In December, I came across a guide to reproducible code in ecology and evolution published by the British Ecological Society. While my background is in physics research, I think the guide is incredibly useful for scientists of all disciplines. Reading through this guide also got me thinking about reproducibility in general and my own journey towards creating reproducible research.
The British Ecological Society’s guide comes at a time when researchers across the various scientific disciplines are discussing the importance of reproducibility. This conversation has been prominent enough to garner coverage in the media. Roger Peng wrote an excellent paper in 2015 about the reproducibility crisis in the sciences that delved into what has happened and also provides a call to action to improve the global robustness of scientific data analysis.
What is actually in the guide? The guide covers a wide swath of reproducible code topics ranging from simple reproducible workflows, to suggestions for programming standards, to an introduction to versioning. Each section breaks down a particular topic and gives some examples of how to implement their suggestions in R. For instance, the section on Reproducible Reports gives a description of what reproducible reports are, why they are important, and then provides a brief guide to using R Markdown to create reproducible reports.
One of the statements in the guide that I appreciated was the following reminder at the end of the introduction:
True reproducibility is really hard. But do not let this put you off. We would not expect anyone to follow all of the advice in this booklet at once. Instead, challenge yourself to add one more aspect to each of your projects. Remember, partially reproducible research is much better than completely non-reproducible research.

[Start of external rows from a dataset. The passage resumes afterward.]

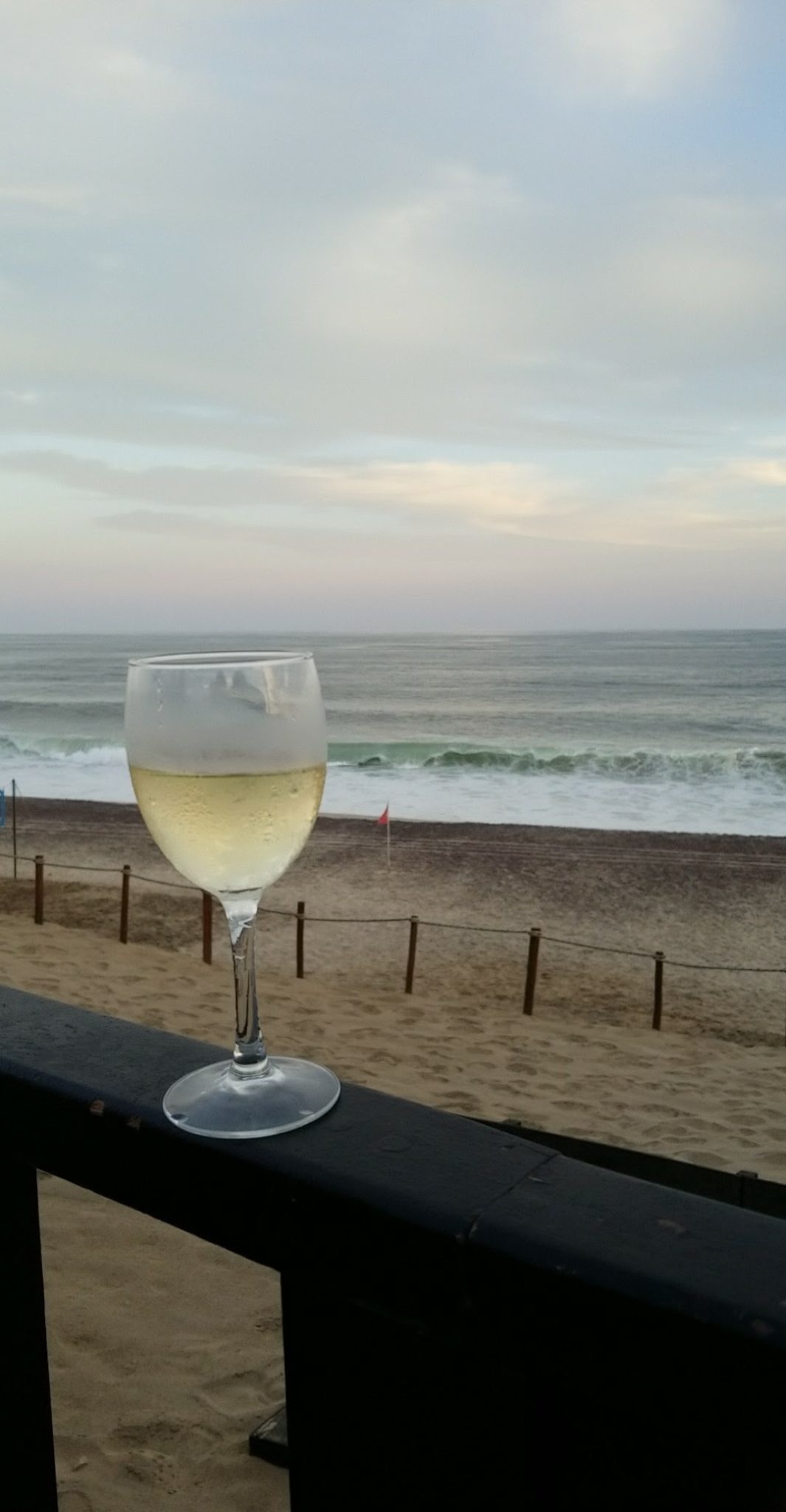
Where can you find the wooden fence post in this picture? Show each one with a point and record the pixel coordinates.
(300, 933)
(207, 929)
(38, 903)
(410, 955)
(658, 1003)
(124, 896)
(531, 971)
(14, 822)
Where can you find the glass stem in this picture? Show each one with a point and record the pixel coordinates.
(249, 1056)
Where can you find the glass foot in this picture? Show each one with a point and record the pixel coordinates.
(224, 1103)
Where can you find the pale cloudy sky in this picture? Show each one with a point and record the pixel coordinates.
(392, 313)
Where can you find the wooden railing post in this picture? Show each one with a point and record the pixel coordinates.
(38, 897)
(658, 1000)
(207, 929)
(124, 898)
(412, 953)
(300, 935)
(14, 822)
(531, 971)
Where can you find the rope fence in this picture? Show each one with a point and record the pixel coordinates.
(534, 935)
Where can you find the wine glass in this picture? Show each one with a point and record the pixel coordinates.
(227, 758)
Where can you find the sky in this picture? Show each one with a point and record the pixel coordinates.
(386, 315)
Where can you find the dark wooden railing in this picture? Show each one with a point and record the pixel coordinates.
(470, 1319)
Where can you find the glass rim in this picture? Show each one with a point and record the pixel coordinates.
(219, 658)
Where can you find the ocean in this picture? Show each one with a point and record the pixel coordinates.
(626, 731)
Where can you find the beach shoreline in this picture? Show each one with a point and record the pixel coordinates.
(167, 1352)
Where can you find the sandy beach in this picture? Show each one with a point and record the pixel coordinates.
(167, 1352)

This got me thinking about my own experience developing reproducible code in my own research. I didn’t set out initially to begin writing reproducible code. At the beginning of graduate school my code was a mess. I had scripts thrown into different folders, files with names like
calculations_final_actual.R, and no clear sense of how to keep track of things. My first piece of reproducible coding came about due to a problem that I needed to solve. I wanted to calculate the Stark map of Rubidium, which is a fairly straightforward calculation with many smaller sub-problems to solve. The first step that entered my workflow was the mixture of using Git along with R Studio projects. Versioning allowed me to keep better track of my changes and easily return to early versions of the code if I came across problems down the line.

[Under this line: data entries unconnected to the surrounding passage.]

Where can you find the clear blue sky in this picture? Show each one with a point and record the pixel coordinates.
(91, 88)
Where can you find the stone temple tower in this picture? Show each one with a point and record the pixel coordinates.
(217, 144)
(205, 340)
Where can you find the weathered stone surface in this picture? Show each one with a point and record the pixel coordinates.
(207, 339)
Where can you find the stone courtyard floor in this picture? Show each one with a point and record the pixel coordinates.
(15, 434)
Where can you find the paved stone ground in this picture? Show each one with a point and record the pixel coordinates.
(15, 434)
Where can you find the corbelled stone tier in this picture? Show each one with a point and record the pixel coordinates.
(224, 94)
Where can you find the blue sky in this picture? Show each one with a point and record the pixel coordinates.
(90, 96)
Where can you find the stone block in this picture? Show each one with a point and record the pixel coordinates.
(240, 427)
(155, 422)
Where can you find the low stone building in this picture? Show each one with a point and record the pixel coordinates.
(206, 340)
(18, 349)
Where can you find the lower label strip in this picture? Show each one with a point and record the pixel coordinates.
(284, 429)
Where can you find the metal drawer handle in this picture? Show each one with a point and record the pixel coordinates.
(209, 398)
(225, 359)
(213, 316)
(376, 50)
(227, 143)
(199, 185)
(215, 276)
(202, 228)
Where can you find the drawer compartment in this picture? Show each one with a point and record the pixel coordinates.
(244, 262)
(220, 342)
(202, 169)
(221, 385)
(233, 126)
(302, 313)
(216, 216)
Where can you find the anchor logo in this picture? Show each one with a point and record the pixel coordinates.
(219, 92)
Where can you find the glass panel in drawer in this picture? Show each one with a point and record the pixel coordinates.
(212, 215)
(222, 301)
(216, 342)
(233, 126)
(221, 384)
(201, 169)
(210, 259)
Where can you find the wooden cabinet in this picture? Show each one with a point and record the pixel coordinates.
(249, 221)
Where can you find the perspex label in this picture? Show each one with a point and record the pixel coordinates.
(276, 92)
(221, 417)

Reproducible reports were the next piece to enter my workflow. The first time that I truly started to understand the use of this report format, particularly using R Markdown, was testing changes and permutations for a calculation. It allowed me to write out the narrative of what and why I was changing the code. I later started using reproducible reports for all of my analysis as it let me easily reproduce figures and distribute the analysis to my colleagues.
There are still places that I can work on creating more reproducible code and I think the guide from the British Ecological Society does a great job of highlighting simple methods to encourage the production of reproducible code. I highly encourage scientists of all disciplines to think about reproducible code. Try getting your colleagues on board if you already create reproducible code. I agree with Roger Peng that reproducible coding is just a single step to solving the larger problems of reproducibility and replicability within the sciences, but I think it is an important step. For many researchers, reproducible code may be the first step they take to create a more rigorous research framework.